COUNTERING THAT argument, Commissioner H. Stewart Dunn, Jr. noted, "Fresh Fields, at 42,000-square-feet, just received approval and they were happy to comply." Wagner further explained, "The whole point of the ordinance is to bring uniformity to the SUP process."
Those in opposition kept returning to the argument that the change would raise their costs in developing such stores. This did not impress the Commission. As Commissioner Donna Fossum stated, "The SUP process develops community support. You need us and you need this text amendment."
Each of the citizen speakers supported the amendment. Some suggested the total square footage threshold, subject to the amendment, should be reduced to 15,000 square feet. Carolyn Merck, president, Old Town Civic Association, said the square feet requirement should be lowered "for the main city area."
In opening discussion on the amendment, Barbara Ross, deputy director, Department of Planning and Zoning, said, "Big Box is the opposite of smart growth." She further noted that such designs are "anathema" to a tight urban landscape where much of the remaining development is based on infill concepts.
The staff report explained there are four primary types of big box stores.
. Discount department stores. They offer a wide variety of merchandise and are typically 80,000- to 130,000- square-feet in size, although a new generation range from 100,000 to 210,000-square feet.
. Category killers. Offer a large selection of low-priced merchandise in a particular product category. There size range is 20,000 to 120,000-square feet.
. Outlet stores. Offer discount goods from a particular department store chain. Range in size from 20,000 to 80,000-square feet.
. Warehouse clubs. Offer a variety of goods in bulk at wholesale prices. Range in size from 104,000 to 170,000-square feet.
"Over the last 10 years, many communities across the country and in Virginia have adopted regulations to address unwanted impacts of big-box retail development," the staff report noted. "In general, the regulations have been designed to either prohibit big box stores altogether or to control the impacts associated with such uses. One of the most commonly used approaches is to require special review of stores larger that a certain size threshold."
The report further explained the new SUP would give the city "the opportunity to review each proposal on a case by case basis and determine whether the proposed location and the associated impacts are compatible with the surrounding area." The amendment was recommended for approval by a unanimous vote of seven to zero.
IN OTHER ACTION, the Commission approved:
. The subdivision of properties at 500 N. Columbus St. and allowed for a reduced requirement in off-street parking. The site is now developed with a single building divided into four dwelling units, that has the appearance of three townhouse dwellings. This will subdivide them into three units.

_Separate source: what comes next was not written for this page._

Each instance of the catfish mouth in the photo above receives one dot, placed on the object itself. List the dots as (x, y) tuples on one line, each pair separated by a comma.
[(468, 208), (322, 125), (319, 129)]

. A request for a development SUP amendment to allow parking garage user fees at the Potomac Club Residences, 1200 First St. and 950 N. Fayette St.
. An extension of an SUP dealing with an addition to the Durant Recreation Center, 1605 Cameron St. The project has been delayed because bids received last year by the city were over the estimated cost and budget for the project, according to the staff report.
. Extension of the SUP pertaining to the Dancing Peppers Restaurant, 4111 Duke St. It had been deferred from the July meeting.
. Operation of a children's learning center at 222 N. Lee St., a yoga studio at 210 N. Lee St., and a private club, known as Stepping Stones, at 3400 Commonwealth Ave.